This course gives high school students a rigorous, structured introduction to criminal law — the same subject taught in every accredited law school in the United States — delivered at a level that challenges without overwhelming.
What makes something a crime? When does the law excuse harmful conduct? And what’s the difference between murder, manslaughter, and a tragic accident?
This class answers all of those questions — and dozens more — by teaching criminal law the way law school does it: through real legal analysis, not memorization.
Working through all five major areas of criminal law, students build the kind of legal thinking skills that transfer far beyond the classroom.
We cover what makes an act criminal in the first place, the mental states that determine how seriously the law treats a defendant, and the inchoate crimes that can land someone in prison before a crime is even finished.
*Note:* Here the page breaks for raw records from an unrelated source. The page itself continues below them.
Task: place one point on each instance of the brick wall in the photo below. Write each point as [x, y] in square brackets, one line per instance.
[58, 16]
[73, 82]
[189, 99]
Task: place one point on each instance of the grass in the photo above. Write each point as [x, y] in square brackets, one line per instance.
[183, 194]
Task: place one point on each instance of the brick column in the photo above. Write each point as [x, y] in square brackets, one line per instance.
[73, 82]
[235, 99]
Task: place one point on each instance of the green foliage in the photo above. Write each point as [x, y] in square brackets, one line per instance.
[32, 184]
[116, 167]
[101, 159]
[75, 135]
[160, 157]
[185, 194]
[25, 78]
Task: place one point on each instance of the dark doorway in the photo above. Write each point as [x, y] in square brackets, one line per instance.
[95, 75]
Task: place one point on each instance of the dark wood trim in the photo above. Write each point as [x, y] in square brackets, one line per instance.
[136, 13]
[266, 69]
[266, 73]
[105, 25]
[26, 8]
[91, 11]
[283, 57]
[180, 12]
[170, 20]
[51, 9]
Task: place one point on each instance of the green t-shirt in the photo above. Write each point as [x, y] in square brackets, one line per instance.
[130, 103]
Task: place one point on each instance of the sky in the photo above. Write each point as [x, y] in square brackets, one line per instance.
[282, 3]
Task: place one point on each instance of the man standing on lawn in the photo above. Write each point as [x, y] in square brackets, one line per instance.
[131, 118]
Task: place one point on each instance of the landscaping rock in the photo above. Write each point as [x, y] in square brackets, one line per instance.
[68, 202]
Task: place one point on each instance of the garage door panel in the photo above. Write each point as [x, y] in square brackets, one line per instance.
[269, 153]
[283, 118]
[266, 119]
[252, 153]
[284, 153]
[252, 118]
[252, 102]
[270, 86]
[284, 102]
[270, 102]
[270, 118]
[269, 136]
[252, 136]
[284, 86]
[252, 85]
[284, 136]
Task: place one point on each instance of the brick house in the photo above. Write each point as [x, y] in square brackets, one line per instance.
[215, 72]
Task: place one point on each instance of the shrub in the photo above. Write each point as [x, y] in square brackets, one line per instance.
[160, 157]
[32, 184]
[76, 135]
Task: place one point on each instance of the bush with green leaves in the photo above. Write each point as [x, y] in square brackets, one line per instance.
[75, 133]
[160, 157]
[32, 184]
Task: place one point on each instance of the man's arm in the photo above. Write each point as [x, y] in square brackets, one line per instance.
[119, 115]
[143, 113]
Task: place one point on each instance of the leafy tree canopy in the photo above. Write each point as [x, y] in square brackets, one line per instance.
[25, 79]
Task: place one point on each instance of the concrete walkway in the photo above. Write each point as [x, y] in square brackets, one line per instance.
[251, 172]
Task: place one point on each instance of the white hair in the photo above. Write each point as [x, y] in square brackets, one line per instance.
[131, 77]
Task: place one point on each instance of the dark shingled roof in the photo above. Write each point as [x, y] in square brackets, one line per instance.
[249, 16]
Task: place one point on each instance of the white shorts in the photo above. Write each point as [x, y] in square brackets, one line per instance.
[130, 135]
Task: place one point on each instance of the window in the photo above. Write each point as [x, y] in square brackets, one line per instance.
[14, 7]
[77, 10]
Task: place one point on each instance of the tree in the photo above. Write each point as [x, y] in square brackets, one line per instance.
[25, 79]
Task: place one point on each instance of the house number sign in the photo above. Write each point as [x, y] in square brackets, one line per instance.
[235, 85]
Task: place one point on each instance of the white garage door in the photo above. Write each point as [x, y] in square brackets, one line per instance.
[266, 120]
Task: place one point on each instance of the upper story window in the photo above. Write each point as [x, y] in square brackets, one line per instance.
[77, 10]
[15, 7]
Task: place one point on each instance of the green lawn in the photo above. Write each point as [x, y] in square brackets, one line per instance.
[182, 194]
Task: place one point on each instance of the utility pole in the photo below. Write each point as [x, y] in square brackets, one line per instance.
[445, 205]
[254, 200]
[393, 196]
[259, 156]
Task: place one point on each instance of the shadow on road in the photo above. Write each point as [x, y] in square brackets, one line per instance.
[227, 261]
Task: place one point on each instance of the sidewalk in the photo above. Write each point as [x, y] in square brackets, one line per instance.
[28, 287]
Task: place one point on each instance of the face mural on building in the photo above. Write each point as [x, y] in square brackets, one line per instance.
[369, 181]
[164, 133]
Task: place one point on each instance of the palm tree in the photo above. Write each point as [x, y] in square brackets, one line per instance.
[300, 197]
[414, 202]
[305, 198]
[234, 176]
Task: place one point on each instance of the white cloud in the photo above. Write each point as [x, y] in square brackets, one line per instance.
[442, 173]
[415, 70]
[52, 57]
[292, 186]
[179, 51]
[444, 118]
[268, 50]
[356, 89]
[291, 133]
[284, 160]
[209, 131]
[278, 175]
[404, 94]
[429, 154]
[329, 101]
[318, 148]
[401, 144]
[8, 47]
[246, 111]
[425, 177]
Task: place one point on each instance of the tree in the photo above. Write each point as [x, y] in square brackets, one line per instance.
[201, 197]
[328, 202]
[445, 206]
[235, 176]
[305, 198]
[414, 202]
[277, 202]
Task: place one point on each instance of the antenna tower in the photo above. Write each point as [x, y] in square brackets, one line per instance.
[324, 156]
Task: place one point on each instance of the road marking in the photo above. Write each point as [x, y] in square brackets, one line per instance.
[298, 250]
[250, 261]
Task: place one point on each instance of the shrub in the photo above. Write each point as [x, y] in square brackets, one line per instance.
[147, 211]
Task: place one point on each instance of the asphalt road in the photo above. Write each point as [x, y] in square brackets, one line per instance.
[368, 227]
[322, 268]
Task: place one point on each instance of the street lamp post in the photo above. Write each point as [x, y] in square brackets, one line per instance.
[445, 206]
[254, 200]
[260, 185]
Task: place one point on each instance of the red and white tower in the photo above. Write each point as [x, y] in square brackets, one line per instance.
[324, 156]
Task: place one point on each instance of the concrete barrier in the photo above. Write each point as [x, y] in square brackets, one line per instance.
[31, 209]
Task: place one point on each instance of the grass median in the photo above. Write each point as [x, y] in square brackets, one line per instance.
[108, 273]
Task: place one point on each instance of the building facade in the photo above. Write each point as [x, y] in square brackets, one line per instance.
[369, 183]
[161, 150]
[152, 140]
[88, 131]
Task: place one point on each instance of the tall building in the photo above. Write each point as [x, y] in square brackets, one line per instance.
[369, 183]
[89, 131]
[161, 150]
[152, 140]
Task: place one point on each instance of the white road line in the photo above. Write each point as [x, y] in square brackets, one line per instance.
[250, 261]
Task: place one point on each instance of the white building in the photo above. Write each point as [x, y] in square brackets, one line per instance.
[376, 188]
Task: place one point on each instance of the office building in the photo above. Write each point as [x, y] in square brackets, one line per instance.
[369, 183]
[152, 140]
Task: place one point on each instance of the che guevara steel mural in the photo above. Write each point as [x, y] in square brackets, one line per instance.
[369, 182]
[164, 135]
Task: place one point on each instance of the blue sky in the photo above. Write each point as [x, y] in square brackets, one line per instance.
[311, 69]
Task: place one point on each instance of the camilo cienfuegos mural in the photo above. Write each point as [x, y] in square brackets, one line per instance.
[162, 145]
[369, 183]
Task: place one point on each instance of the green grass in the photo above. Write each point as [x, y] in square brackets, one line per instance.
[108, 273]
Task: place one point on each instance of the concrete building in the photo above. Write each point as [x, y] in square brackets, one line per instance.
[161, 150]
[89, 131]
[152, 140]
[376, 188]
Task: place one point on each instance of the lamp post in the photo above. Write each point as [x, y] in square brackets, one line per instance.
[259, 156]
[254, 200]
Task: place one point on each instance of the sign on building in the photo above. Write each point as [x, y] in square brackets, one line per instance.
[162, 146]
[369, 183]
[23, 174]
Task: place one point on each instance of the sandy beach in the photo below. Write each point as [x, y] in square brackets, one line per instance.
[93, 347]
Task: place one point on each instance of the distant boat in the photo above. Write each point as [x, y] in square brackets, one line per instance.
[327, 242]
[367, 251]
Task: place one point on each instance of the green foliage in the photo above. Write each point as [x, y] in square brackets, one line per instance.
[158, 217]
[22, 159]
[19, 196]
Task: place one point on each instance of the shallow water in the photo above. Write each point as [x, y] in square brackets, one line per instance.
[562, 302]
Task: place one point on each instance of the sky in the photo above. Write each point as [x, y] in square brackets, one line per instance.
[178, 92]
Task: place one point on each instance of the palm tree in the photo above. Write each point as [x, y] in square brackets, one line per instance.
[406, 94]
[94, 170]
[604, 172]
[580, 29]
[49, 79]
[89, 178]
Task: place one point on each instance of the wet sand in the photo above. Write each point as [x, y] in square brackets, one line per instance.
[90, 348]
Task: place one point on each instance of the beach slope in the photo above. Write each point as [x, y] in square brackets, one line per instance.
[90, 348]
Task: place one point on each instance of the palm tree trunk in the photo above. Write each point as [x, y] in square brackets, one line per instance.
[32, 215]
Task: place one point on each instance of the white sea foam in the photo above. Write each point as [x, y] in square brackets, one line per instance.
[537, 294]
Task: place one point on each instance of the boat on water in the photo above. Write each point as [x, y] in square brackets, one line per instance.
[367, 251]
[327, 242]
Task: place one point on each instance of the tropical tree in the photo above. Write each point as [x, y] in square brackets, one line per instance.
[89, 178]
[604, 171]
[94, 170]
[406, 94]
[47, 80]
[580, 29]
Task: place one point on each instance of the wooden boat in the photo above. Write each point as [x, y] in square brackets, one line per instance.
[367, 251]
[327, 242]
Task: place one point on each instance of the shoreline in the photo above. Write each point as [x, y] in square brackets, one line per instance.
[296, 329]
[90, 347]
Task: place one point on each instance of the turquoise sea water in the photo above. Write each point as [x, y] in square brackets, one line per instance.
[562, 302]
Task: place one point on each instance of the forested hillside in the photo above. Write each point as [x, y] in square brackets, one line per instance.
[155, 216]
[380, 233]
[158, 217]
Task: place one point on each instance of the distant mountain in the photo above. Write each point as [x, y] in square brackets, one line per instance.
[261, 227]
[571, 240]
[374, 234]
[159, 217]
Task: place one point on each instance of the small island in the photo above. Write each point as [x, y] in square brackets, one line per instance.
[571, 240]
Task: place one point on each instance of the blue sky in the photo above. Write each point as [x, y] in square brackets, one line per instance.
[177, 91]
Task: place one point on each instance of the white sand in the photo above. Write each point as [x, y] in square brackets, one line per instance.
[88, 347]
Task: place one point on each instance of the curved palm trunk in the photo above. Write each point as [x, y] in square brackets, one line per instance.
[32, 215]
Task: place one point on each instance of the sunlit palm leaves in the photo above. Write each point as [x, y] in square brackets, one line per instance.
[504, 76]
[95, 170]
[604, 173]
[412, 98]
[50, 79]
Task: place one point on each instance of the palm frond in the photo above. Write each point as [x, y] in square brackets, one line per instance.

From there we move through crimes against the person — the full homicide spectrum, assault, battery, and kidnapping — before turning to property crimes, where students discover that “stealing” is actually a half-dozen different crimes depending on how it was done.
We then step into the world of white collar crime, where the most expensive offenses in America are committed not with weapons but with spreadsheets and wire transfers.
The course closes with criminal defenses — self-defense, insanity, necessity, duress, entrapment, and more — where students learn that being charged is not the same as being guilty.
Every topic is taught through fact patterns that require students to spot legal issues, identify the crime or defense, and argue both sides.
No textbooks. No passive listening. Just real legal analysis applied to real-world scenarios.
Taught by a lawyer and high school teacher with 15+ years of combined experience making complex legal concepts accessible to teen learners.